I'm just curious about exactly how it's undetectable?
I have been playing around with a few automotive diagnostic systems for a few years, so has leonard (LZ), I'm no major expert, but I do understand a reasonable bit how some of these more advanced diag systems work, some of them provide literally masses of highly accurate and very detailed information against factory specs from the ecu. (You gotta see it to beleive it, but really it does, it's so cool)
If I put a car on a dealer diagnostic machine, to troubleshoot something for example and start looking around just a bit, I will immediately see parameters that are out of factory spec, IE the modified parameters such as injector cycle, timing, any VANOS mods and some other stuff and I really would know straight away this thing has been chipped.
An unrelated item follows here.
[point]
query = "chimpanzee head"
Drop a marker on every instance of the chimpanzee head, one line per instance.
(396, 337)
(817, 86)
I have read, BMW's also have a little area in the ECU called shadow RAM/ROM that is supposed to permenantly and irreversably store a few things like max speed and max revs, max engine temp etc the car has ever atained in it's lifetime. The dealer or factory can get into this area (I can see it there, but I can't get in, I have been trying for a while to hack it, I really want to know exactly what it records)
I would guess an undetectable one is a system, where you can switch back to the standard maps before sending it in to the dealer. But then if I worked for a dealer, I would just cleverly look for a hidden map by comparing the checksum of the software with factory originals, it wouldn't take much effort.
I've often thought about how to make a software upgrade truly undetectable, it's getting harder as the new cars get more sophisticated.
The BEST is a spare engine ECU with the chipping, that you physically remove and replace with the original before sending the car to the dealer, but that solution is expensive and a pain in the butt, but it works
@ LZ. If you read this. Do you have any idea if there is a limit on synching the EWS to the ECU?